Essa definição, formulada por Caldart, incorpora a perspectiva de totalidade inerente à
Educação do Campo e destaca os camponeses (e suas condições históricas de não acesso às
políticas educacionais), para que, como sujeitos políticos, considerassem as especificidades da
vida no campo, articulando a elas um novo projeto de sociedade e a respectiva educação
formal.
Deste modo, o campo e sues sujeitos conferem sentido a perspectiva de
educação gestada no interior dos Movimentos Sociais do Campo. A educação é entendida
como processo de formação humana que se estabelece nas relações sociais históricas, deste
modo, “a especificidade da Educação do Campo é do campo, dos seus sujeitos e dos
processos formadores em que estão socialmente envolvidos”. (Caldart, 2008, p. 73).

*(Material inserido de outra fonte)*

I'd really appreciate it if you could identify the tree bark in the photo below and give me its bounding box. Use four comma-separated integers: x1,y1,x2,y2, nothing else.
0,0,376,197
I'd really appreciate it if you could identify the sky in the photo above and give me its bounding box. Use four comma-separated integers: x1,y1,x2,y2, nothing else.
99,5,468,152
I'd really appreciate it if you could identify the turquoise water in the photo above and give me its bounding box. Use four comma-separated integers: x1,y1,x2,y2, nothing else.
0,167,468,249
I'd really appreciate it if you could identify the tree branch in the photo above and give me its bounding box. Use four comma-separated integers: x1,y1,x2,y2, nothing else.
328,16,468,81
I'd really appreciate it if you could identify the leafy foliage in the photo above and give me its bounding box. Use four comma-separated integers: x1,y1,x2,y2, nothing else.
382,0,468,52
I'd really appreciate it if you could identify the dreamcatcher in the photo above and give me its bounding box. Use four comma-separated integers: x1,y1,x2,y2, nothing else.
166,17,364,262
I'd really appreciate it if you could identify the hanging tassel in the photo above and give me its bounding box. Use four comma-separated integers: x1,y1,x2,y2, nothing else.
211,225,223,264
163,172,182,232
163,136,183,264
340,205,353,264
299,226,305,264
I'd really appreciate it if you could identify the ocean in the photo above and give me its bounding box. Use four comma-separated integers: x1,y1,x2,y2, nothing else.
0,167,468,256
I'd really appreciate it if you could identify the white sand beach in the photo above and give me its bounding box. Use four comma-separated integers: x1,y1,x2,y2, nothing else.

A materialidade da Educação do Campo visa alcançar a perspectiva de projeto social e
precisa ser compreendida desde as relações concretas nas quais se desenvolveu, pois segundo
5
Vendramini (2004), a Educação do Campo é apenas uma abstração se não considerada no
contexto em que é desenvolvida, nas relações que a suportam e, especialmente, se não for
compreendida no âmbito da luta de classes, luta que se expressa tanto no campo quanto na
cidade.
Nesta dimensão a educação é concebida vinculada ao destino do trabalho na sociedade
respaldada pela tradição pedagógica de perspectiva emancipatória e socialista. “Uma
tradição que nos orienta a pensar a educação colada à vida real, suas contradições, sua
historicidade; a pretender educar os sujeitos para o trabalho não alienado; para intervir nas
circunstancias objetivas que produzem o humano. (Idem, 2008, p. 78).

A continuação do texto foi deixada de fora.